President Biden’s executive order requiring companies with more than 100 employees to ensure their workers were vaccinated caused all the above regulatory agencies to enforce these requirements.
In response, American Airlines CEO Doug Parker said, “Employees who cannot be vaccinated due to disability or religious beliefs can request a waiver” although the government would not grant any.

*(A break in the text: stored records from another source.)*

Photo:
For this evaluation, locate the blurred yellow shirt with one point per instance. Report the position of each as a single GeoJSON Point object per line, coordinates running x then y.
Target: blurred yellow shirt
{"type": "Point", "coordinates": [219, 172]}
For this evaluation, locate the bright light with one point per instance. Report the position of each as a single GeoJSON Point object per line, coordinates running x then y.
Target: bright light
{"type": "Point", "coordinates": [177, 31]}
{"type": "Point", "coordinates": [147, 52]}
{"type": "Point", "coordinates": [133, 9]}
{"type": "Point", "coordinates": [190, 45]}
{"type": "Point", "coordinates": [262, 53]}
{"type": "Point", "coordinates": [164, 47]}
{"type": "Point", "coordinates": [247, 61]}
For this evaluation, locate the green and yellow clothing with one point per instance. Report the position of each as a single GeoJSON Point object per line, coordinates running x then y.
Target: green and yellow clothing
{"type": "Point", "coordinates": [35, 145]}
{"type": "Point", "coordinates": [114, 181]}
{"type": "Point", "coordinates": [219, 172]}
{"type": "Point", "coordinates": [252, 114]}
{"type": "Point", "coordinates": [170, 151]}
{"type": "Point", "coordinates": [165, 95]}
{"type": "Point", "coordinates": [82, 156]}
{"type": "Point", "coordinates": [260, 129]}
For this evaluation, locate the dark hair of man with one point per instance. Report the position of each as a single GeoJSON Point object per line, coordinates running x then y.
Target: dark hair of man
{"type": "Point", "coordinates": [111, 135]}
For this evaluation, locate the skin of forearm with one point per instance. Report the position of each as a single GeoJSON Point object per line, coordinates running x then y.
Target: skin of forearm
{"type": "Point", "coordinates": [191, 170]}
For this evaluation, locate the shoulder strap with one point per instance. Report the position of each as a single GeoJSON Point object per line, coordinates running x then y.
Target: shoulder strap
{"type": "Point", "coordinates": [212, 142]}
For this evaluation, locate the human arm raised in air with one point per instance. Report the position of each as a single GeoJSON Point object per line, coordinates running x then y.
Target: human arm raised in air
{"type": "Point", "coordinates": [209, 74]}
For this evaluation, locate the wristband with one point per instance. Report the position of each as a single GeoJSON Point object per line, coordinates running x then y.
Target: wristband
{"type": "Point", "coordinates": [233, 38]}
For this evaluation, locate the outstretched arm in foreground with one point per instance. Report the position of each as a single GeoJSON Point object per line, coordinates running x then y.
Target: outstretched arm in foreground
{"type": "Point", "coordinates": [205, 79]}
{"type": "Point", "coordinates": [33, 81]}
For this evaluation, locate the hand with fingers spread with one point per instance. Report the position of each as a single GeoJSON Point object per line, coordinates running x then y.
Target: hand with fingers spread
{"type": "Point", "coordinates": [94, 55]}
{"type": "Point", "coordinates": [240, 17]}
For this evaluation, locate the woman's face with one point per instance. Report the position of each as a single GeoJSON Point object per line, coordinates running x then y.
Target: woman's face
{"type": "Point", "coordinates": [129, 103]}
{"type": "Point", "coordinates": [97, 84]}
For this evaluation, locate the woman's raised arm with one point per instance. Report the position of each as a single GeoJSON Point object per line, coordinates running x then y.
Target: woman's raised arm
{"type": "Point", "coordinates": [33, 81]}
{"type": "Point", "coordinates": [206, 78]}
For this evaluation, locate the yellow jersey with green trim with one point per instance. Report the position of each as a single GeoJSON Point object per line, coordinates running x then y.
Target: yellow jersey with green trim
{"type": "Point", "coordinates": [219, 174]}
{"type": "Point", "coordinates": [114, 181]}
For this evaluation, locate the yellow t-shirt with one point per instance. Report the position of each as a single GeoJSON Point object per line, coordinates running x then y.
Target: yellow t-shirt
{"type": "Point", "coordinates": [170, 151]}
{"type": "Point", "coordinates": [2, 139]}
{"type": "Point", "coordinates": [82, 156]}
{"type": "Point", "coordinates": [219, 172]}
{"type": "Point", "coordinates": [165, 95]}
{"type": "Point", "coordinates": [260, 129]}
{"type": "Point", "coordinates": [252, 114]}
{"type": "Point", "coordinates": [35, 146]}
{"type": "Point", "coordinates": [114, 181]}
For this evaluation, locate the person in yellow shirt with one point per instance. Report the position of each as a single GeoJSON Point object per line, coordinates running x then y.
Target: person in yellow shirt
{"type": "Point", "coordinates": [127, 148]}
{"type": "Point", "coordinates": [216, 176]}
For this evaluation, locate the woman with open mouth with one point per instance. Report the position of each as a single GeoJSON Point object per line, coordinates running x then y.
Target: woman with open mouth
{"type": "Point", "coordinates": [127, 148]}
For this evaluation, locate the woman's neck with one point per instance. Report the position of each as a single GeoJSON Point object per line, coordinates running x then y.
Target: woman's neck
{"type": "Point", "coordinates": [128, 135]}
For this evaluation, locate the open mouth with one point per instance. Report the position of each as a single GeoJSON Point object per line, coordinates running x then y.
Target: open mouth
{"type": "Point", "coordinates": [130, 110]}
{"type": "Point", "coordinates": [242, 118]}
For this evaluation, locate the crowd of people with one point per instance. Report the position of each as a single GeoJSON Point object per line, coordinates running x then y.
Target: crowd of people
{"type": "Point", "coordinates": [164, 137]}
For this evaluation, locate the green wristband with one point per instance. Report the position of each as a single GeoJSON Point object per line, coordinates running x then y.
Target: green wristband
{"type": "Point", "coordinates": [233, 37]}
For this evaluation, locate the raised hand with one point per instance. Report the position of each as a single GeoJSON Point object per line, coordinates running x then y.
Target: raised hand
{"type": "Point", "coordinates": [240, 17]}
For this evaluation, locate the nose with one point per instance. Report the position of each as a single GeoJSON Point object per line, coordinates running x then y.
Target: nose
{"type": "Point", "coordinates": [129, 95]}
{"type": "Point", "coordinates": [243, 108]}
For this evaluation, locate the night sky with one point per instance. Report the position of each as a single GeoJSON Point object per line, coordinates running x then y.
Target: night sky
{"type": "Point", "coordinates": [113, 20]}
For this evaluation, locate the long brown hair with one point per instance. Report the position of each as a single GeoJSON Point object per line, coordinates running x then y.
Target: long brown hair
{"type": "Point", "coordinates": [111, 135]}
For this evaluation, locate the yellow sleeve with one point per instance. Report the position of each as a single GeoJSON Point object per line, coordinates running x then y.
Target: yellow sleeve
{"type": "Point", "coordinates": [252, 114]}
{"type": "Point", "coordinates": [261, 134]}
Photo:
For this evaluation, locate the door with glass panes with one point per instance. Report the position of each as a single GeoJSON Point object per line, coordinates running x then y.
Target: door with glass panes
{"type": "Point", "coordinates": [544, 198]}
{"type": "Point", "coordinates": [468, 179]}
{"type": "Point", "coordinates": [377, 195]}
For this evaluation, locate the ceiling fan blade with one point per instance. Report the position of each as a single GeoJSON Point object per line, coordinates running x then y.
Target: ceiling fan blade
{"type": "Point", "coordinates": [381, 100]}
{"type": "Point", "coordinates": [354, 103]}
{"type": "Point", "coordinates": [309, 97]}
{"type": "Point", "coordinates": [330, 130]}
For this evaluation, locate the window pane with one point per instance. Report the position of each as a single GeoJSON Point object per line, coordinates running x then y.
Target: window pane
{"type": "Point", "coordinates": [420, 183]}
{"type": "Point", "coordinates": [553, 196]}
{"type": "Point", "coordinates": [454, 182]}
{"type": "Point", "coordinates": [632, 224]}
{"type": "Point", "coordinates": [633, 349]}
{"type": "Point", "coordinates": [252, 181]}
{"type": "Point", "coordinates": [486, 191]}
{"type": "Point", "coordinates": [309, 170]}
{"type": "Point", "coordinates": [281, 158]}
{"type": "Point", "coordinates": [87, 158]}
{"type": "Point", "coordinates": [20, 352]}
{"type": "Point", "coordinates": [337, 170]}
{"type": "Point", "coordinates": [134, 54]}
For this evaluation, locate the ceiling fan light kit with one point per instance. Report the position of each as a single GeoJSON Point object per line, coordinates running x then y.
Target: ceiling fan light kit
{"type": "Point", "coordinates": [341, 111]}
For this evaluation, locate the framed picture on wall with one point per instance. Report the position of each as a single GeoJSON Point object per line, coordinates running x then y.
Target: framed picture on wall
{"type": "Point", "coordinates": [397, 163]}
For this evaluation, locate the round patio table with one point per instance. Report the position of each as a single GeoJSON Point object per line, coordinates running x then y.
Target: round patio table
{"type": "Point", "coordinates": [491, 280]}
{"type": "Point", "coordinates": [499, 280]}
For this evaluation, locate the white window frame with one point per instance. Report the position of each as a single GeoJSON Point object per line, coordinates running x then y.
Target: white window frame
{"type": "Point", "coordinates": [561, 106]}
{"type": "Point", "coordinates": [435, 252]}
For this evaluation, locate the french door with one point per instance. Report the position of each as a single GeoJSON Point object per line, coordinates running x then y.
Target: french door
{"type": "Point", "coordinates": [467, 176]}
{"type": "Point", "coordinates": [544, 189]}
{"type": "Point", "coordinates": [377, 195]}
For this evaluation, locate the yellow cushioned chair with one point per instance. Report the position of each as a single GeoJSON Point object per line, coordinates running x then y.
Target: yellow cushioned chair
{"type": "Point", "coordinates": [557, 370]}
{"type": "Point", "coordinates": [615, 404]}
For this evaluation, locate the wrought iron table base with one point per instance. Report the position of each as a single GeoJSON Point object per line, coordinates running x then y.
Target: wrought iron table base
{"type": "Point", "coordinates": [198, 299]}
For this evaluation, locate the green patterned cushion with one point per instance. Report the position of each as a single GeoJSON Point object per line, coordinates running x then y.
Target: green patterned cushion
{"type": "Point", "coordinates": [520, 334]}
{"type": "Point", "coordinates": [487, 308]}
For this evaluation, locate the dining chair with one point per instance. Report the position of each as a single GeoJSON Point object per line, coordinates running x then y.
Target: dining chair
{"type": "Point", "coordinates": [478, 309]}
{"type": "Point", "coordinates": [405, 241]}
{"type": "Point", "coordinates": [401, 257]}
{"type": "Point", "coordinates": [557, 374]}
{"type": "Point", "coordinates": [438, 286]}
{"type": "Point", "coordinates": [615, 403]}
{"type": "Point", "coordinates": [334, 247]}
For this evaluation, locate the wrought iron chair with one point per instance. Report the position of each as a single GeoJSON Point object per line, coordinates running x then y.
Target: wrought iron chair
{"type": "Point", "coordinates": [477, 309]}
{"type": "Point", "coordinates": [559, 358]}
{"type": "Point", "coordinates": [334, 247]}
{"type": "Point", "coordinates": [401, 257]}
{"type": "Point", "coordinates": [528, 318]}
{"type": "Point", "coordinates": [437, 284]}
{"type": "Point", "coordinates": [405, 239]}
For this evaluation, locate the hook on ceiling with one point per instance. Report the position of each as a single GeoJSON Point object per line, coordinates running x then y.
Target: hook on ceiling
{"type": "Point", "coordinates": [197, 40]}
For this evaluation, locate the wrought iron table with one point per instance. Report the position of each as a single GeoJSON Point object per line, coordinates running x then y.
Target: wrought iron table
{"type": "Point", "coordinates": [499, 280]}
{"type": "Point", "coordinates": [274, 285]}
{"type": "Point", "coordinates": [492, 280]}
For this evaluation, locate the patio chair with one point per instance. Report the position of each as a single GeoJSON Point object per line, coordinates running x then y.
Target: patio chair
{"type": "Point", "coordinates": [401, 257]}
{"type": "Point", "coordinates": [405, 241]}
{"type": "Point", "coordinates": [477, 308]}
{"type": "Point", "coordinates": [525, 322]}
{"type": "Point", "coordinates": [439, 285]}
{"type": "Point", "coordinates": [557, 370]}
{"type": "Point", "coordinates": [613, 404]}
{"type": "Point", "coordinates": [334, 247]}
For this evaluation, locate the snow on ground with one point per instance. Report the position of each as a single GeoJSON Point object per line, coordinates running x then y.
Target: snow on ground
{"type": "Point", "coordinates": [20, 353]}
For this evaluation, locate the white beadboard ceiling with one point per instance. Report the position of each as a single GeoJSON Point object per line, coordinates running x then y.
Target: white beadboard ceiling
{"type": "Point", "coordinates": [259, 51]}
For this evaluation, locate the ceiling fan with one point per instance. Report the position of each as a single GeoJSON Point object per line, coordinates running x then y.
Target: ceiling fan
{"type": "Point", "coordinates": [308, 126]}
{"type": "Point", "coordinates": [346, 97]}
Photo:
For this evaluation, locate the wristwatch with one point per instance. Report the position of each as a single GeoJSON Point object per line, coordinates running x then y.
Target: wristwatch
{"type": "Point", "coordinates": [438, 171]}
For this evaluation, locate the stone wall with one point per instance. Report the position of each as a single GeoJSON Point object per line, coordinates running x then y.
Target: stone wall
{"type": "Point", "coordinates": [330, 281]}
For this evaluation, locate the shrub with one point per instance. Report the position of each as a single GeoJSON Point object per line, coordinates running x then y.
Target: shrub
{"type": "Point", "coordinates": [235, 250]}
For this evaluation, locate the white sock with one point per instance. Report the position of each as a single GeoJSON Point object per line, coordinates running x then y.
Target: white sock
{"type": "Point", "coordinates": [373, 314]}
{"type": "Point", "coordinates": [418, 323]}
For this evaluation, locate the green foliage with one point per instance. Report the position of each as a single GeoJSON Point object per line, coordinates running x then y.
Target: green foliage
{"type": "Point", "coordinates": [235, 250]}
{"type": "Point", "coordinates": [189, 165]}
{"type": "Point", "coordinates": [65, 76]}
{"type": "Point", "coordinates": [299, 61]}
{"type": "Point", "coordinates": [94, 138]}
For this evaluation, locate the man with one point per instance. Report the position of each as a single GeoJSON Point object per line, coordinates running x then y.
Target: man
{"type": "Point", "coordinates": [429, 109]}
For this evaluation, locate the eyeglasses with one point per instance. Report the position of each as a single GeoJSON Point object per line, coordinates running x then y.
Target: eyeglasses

Employees who were not vaccinated had their lives disrupted by losing their jobs, and airlines lost trained employees.
Except in states run by Republicans, such as Florida and Texas, states requiring businesses to close caused an airline executive to say “There is no place for travelers to fly to” as the airlines struggled to avoid what would be, in essence, government-forced bankruptcies.
I felt for the executives and employment counsels at American Airlines, a position I almost took at Continental Airlines, for having to deal with their decline in employees from 133,700, in 2019, to 123,400 today. Hiring and training 10,300 will be expensive in time and money.
At the Dallas/Fort Worth International Airport, the departure for Santa Barbara kept getting delayed until finally, around 11 p.m., the flight’s cancellation sent all of us to customer service.
And that’s how I became No. 144 in the line at Gate D-24.
Standing in a line that was inching forward one flooring tile every 10 minutes, I realized I could not stand much longer. I considered spending the night in a chair in an Admirals Club, but it was closing. Since I had the last ticket for the next flight, which was not until noon tomorrow, with the only other one not leaving until 6:51 p.m., I’d better do something before everyone in my line realized that the thunderstorm that closed the airport was an “act of God” — meaning each of us would be scrambling to find a room.
The other “line-waiters” had their thumbs working on their smartphones, greatly exceeding the capacity of my thumbs, which were restricted by the beginnings of arthritis and the fact that my thumbs were bigger than the letters on my screen. In any case, none of these folks were having any success. The guy standing next to me reminded me of John Candy in the 1987 movie “Trains, Planes and Automobiles,” with Steve Martin, as he desperately made plans to fly to Phoenix tomorrow and drive overnight to Santa Barbara.
I resorted to doing something many senior men will relate to. I called my wife, Carol, in Santa Barbara and asked her to set her laptop keys humming. She found the last room at a Super 8.
At midnight, I sat on my bed and reflected that the COVID “war” set in motion by Obama-Biden-Fauci team — and exacerbated by federal and some states regulations — will linger for airlines much as they did for so many after World War II.
Brent E. Zepke is an attorney, arbitrator and author who lives in Santa Barbara. His website is OneheartTwoLivescom.wordpress.com. Formerly, he taught law and business at six universities and numerous professional conferences. He is the author of six books: “One Heart-Two Lives,” “Legal Guide to Human Resources,” “Business Statistics,” “Labor Law,” “Products and the Consumer” and “Law for Non-Lawyers.”